As a proud guardian of a Gen Z, I have had a private laboratory to observe and record some of the nuances of this new generation who seem to have taken over the world. First, most Gen Z’ers are no longer just kids. They are budding young professionals with money to spend, currently making up 40% of today’s U.S. consumer base. They may be the most astute group of buyers to ever exist, relying on their vast social networks to make informed purchasing decisions. They’ll assess many different options before choosing, or even engaging with, a product or service. They are paying the most attention to their customer experience, and they’re willing to pay (literally) for a better one. A recent study from CustomerBliss and Oracle found that 40% of Gen Z’ers are willing to pay as much as 20% more for an impressive service experience. Why is this? I have a theory that it is because this generation can quickly detect when they are getting a bad deal. They have ready access to so much information that they can comparison shop in seconds, and can discover immediately which brands live up to their promises and which brands fall short.
Data is king for this group (which is probably better than Tiger King). For organizations, this means uniting efforts across different departments (above all, service and marketing) to meet Gen Z’ers diverse expectations, creating that impressive service experience they’re willing to pay more for. How do they want to do business with brands? What matters most to them? How likely are they to make a purchase, and does that likelihood increase if they know someone who has bought and used the same product? These questions apply to every consumer, but arguably the most data is generated, collected, and available on Gen Z.
Consider the following statistics:
● Three-quarters of Gen Z customers would rather seek out non-company guidance (i.e., Reddit forums, YouTube channels, Google search) over contacting a brand’s customer service to solve issues most or all the time, according to research from Gartner.
● Nearly 70% of Gen Z’ers find new products and services through social channels every month, compared to 45% of all consumers. When they do find something they want, 27% are likely to click through and buy it.
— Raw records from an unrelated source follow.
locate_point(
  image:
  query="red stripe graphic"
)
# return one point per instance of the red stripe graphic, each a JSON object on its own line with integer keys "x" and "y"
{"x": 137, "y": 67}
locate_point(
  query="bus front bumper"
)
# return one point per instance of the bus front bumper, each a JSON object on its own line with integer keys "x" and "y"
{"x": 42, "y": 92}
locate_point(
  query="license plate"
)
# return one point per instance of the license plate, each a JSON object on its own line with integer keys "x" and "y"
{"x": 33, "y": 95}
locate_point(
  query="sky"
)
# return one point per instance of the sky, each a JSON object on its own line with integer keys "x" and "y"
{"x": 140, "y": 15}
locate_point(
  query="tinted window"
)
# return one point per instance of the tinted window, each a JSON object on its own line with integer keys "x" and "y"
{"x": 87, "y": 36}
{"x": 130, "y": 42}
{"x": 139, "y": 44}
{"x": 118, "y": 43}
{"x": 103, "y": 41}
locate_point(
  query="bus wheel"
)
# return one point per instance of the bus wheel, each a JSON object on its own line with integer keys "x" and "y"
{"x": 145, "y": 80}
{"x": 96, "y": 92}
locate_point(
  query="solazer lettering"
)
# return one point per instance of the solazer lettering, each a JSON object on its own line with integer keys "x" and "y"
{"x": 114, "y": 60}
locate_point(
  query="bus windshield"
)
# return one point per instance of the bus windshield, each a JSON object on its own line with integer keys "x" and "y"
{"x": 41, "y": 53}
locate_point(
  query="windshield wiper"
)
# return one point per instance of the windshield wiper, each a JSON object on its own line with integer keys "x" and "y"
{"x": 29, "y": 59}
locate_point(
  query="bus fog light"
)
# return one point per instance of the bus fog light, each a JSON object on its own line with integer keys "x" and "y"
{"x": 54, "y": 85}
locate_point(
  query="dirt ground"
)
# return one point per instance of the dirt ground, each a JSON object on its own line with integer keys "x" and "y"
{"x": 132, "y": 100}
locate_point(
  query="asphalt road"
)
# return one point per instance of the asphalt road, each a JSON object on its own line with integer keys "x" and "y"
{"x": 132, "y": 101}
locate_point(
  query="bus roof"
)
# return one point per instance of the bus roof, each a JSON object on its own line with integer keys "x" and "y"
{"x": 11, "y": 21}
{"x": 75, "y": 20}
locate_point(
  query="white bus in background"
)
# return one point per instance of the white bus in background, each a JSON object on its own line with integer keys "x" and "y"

● The majority (57%) feel comfortable sharing their personal information to tailor service interactions, but only 15% believe companies actually deliver personalized experiences. Gen Z is unlike any other consumer group organizations have needed to reach. They grew up with technology at their fingertips; interacting online comes second nature to them, and they expect companies to offer digital experiences that are not just engaging but also personalized. The key to personalizing their experiences boils down to acting on data insights through service and marketing efforts to build brand loyalty.